The strengths of the present study include the following when compared with previous studies22–24: First, a randomised, double-blinded and placebo-controlled study design with a relatively large sample size (620 patients) is adopted. The results of the study will provide high-quality evidence. Second, the BIS level is monitored in all enrolled patients, which will help us to avoid unnecessary and potentially harmful deep anaesthesia. Third, safety data will be recorded in detail. Our study also has some limitations. One is that this is a single-centre trial, which will limit the external validity of our results. Second, only early outcomes (up to 30 days after surgery) will be explored. Third, the haemodynamic and anaesthetic-sparing effects of dexmedetomidine might weaken the efficiency of blindness to the treating anaesthesiologist.
Trial status
This study is currently at the patient enrolment and data collection stage. The current version of the study protocol is V.1.1 and was approved on 27 November 2015. Patient recruitment started on 2 December 2015 and is expected to be finished by 31 March 2018.
Supplementary Material
Acknowledgments
We thank Professor Xin-Yu Sun (Department of Psychiatrics, Peking University Sixth Hospital, Beijing, China) for her help in psychiatric consultation and personnel training, and Dr Xue-Ying Li (Department of Biostatistics, Peking University First Hospital, Beijing, China) for her help in statistical consultation. We also thank Professor Daqing Ma (Section of Anesthetics, Pain Medicine and Intensive Care, Department of Surgery and Cancer, Imperial College London, London, UK) for his help in revising the manuscript.
Footnotes
B-JW and C-JL contributed equally.
Contributors: D-XW and D-LM designed this study. D-LM drafted the manuscript of the protocol. D-XW critically revised the manuscript. D-LM, B-JW, C-JL, JH, H-JL, CG, Z-HW and Q-CZ participated in the conduct of the study. All authors read and approved the final manuscript.

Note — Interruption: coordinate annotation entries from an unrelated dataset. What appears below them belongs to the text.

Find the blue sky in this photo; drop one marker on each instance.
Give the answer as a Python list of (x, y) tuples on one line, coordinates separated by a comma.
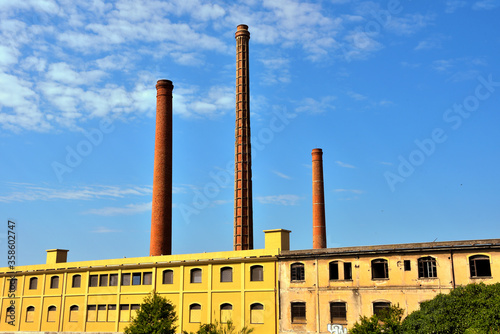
[(402, 96)]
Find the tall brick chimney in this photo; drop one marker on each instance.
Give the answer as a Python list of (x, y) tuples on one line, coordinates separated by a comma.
[(243, 214), (319, 221), (161, 216)]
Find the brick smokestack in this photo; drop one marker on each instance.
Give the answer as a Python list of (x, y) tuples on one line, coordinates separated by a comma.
[(319, 221), (243, 214), (161, 216)]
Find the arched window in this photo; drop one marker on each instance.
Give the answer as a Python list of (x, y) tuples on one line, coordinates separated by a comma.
[(297, 272), (54, 282), (30, 314), (52, 314), (33, 283), (380, 307), (76, 281), (479, 266), (298, 312), (226, 274), (380, 269), (196, 275), (226, 312), (195, 313), (427, 267), (338, 313), (73, 313), (10, 314), (256, 313), (168, 276), (334, 270), (256, 273)]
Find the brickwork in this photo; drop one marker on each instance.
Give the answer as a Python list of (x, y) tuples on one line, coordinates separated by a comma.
[(243, 214), (161, 215)]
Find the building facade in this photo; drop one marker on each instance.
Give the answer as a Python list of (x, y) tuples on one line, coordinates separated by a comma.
[(103, 296), (338, 285)]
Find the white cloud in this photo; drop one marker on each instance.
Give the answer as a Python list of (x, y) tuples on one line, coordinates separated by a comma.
[(353, 191), (315, 106), (29, 192), (279, 199), (129, 209), (486, 4), (283, 176), (343, 164)]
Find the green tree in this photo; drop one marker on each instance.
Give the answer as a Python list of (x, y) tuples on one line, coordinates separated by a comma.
[(471, 309), (387, 322), (220, 328), (156, 316)]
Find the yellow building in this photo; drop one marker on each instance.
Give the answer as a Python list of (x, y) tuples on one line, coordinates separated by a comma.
[(102, 296), (338, 285)]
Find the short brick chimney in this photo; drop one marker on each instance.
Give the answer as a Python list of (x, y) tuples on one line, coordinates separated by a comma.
[(319, 221)]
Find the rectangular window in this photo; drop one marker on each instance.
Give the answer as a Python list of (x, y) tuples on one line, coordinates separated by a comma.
[(126, 279), (347, 271), (103, 280), (101, 312), (136, 279), (334, 270), (298, 312), (93, 280), (113, 280), (112, 313), (77, 279), (338, 313), (125, 312), (147, 278), (407, 265), (91, 313), (133, 310)]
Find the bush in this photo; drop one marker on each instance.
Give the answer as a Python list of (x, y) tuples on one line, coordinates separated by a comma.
[(156, 316)]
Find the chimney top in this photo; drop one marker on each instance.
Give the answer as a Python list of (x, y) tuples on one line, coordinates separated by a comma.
[(164, 83), (242, 30)]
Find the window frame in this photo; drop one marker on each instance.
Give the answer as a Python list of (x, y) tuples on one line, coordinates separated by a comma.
[(298, 314), (473, 267), (385, 269), (427, 267), (297, 272)]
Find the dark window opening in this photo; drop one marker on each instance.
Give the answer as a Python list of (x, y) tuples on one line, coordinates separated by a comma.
[(297, 272), (256, 273), (480, 266), (380, 269), (103, 280), (380, 308), (298, 312), (136, 279), (113, 279), (195, 275), (226, 274), (347, 271), (407, 265), (125, 279), (338, 313), (33, 283), (93, 280), (334, 270), (427, 267), (54, 282), (168, 276), (76, 281)]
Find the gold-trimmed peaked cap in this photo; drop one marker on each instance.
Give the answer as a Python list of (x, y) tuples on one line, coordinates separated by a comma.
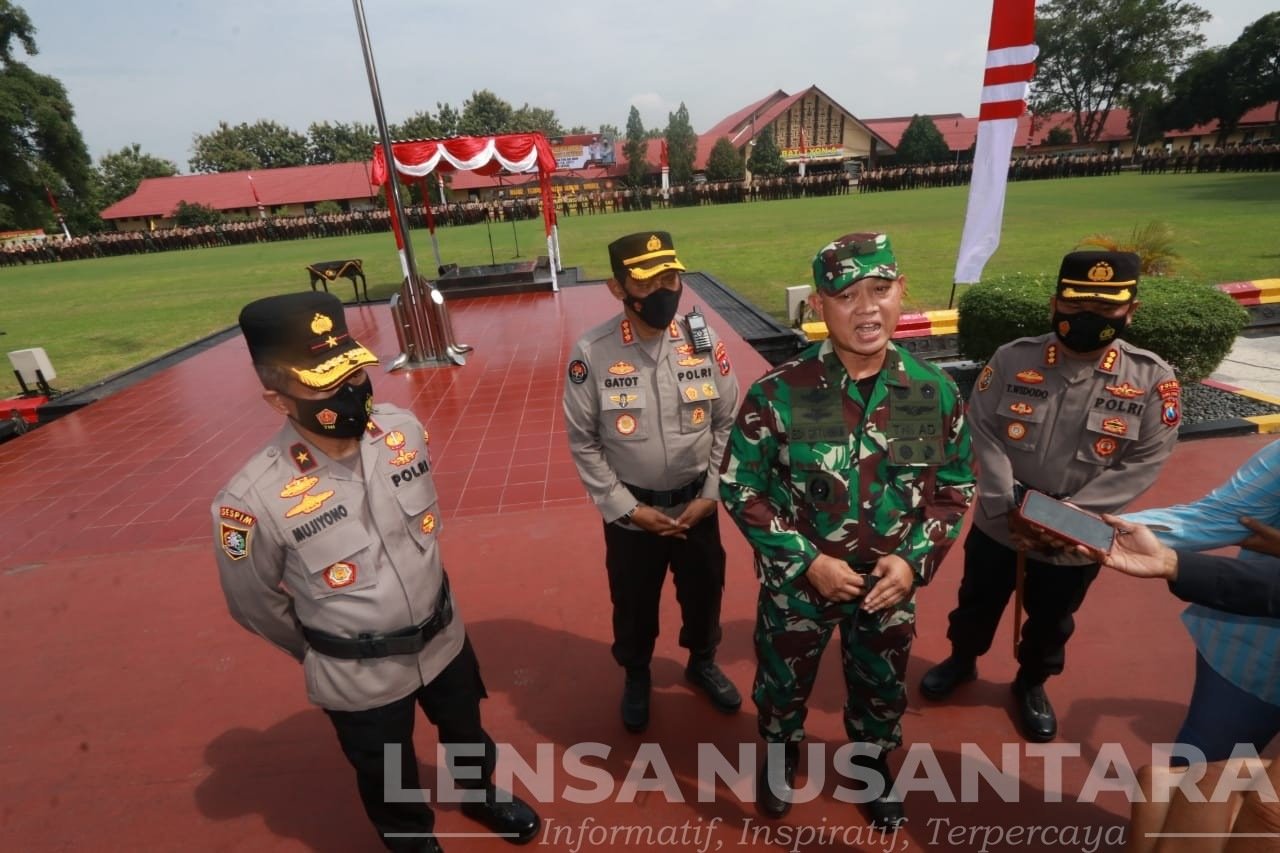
[(306, 334), (1105, 277), (643, 255)]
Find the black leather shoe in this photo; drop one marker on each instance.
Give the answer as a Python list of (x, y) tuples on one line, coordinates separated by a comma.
[(506, 815), (1034, 712), (946, 676), (773, 784), (886, 811), (712, 680), (635, 702)]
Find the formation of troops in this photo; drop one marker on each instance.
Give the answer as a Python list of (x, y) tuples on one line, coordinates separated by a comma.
[(1234, 158)]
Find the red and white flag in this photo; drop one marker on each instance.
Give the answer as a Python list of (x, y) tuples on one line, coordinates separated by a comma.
[(1010, 65)]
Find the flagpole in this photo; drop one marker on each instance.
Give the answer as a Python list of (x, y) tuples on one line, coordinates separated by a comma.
[(1009, 69), (428, 324)]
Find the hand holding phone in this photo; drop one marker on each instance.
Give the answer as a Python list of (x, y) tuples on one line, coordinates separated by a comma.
[(1066, 523)]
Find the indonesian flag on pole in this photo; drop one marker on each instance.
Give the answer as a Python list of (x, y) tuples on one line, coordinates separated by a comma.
[(1010, 65)]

Funding: This trial was supported by Beijing Excellent Talent Support Program (no 2014000020124G025).
Disclaimer: The sponsors have no role in the study design and conduct; the collection, management, analysis and interpretation of the data; or the preparation and approval of the manuscript.
Competing interests: D-XW reports lecture fees and travel expenses for lectures given at academic meetings from Jiangsu Hengrui Medicine, China, and Yichang Humanwell Pharmaceutical, China. D-LM is the primary investigator of the present study, which was supported by Beijing Excellent Talent Support Program.
Patient consent: Obtained.
Ethics approval: The study protocol (V.1.1, issue date November 2015) was approved by the Clinical Research Ethics Committee of Peking University First Hospital (2015-987). Any protocol modification will be submitted for review and approval by the ethics committee. The trial was registered at Chinese Clinical Trial Registry (www.chictr.org.cn) with identifier ChiCTR-IPR-15007654 on 1 December 2015. Written informed consents are obtained from every patient or his/her surrogate in law.
Provenance and peer review: Not commissioned; externally peer reviewed.